Viewpoint
By Charles Thwaites Wednesday, 01 October 2008
During the slowdown of the 1990s there was certainly talk of the environment being the first casualty of recession. However, despite doubts about their value and concerns surrounding the cost and inconvenience of their installation, environmental management standards such as ISO 14001 flourished. Indeed, nowadays they have become almost essential adornments of trading.
Given this precedent, and if we are comparing like with like, sustainability standards would appear to have as good a chance of surviving the current economic slowdown as their environmental predecessors. However, the concept of sustainability requires additional disciplines to control the consumption of scarce resources which suggest the challenges are greater today. First, in an increasingly material-hungry world – despite any slowdown – not everyone is convinced their behaviour should be artificially constrained. Arguably therefore, the attractions of a resource-grab free-for-all are higher in a recession where business survival is the top priority. Then there is the difficulty that most of us have in comprehending the distant effects of depletion of natural assets which, unlike most pollution, seldom take place on our own doorstep.

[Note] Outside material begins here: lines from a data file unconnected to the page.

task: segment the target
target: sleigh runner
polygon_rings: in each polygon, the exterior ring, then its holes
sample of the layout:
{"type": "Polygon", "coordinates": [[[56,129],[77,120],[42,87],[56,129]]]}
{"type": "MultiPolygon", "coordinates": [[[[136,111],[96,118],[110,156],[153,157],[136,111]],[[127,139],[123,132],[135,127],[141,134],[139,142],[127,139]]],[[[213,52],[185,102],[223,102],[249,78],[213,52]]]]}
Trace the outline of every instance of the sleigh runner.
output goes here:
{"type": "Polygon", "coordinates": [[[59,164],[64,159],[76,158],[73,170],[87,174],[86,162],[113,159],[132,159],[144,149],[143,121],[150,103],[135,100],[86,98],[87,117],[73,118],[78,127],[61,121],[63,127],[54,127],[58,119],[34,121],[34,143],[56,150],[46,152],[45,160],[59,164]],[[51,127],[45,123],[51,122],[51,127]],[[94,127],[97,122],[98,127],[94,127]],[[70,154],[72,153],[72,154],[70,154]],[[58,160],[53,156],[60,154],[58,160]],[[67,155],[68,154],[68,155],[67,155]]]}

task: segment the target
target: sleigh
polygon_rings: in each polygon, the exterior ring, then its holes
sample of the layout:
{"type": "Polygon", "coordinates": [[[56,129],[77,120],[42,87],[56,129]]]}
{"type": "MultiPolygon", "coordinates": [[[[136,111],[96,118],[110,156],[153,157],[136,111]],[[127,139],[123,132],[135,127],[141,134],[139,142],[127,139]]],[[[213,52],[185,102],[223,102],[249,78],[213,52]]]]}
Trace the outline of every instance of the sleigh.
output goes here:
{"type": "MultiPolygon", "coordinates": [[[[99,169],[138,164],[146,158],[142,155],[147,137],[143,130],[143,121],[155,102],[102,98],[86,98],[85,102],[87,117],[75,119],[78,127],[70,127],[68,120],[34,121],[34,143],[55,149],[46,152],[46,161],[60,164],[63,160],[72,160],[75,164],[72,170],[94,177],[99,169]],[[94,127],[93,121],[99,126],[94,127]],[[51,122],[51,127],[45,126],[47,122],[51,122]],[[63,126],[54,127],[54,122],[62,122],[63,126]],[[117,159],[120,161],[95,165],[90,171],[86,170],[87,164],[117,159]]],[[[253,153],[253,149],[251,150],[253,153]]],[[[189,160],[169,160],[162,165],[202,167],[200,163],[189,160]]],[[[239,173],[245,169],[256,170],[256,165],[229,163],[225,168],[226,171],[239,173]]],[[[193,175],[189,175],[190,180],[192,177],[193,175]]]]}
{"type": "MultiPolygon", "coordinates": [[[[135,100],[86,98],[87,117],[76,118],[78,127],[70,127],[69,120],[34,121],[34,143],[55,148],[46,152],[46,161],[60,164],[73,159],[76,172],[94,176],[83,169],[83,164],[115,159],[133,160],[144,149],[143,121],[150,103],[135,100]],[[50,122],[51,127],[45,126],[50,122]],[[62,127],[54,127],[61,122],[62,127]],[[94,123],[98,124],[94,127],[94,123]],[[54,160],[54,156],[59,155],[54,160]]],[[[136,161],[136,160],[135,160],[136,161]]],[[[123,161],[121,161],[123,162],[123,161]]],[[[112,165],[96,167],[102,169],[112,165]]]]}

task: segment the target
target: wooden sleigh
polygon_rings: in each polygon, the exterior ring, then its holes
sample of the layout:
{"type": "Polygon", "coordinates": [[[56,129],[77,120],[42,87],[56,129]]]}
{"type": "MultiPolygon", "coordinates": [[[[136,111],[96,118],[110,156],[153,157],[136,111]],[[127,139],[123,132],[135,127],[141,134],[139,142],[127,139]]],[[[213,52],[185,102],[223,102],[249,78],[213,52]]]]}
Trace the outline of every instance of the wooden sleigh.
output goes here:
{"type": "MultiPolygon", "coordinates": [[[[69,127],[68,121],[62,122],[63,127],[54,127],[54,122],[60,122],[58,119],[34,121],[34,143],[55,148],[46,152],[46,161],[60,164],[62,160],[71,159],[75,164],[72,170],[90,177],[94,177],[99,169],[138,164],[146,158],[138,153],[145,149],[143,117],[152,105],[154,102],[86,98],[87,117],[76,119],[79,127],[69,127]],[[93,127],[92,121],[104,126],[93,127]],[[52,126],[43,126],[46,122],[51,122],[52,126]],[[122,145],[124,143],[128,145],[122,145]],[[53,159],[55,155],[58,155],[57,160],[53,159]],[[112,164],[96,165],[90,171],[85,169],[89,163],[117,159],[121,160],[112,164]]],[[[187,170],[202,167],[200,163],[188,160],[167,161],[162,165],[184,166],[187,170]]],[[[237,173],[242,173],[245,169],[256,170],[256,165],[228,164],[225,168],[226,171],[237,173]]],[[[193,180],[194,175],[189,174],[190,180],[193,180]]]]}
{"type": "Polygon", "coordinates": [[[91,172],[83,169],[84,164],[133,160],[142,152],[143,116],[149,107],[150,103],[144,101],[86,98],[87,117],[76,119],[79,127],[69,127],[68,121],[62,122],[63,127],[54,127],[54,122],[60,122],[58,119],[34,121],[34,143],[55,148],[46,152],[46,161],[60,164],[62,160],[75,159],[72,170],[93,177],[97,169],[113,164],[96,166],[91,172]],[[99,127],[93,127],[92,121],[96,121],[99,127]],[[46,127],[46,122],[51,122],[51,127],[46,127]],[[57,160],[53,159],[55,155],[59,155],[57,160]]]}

Commitment to sustainability standards requires quite an extra leap of faith in difficult and competitive times.
So what do the standard-setters have to do to make their ‘products’ recession-proof? First of all they have to win the twin arguments that there is sufficient on this planet for everyone so long as no one gains unfair advantage and that we all take just the minimum required for our own needs. This means not only a detailed dialogue with both the extractors and consumers of resources, but also the possible re-orientation of the standards themselves to include the concept of maximum benefit from each product. It also requires the standards to be relevant, easily understood, readily implementable and with the maximum authority devolved down to trusted users.
Most sustainability standards will probably survive the slowdown. Many will need refining to meet the demands of an increasingly no-frills world. But, in the long term, their existence will become more necessary rather than less.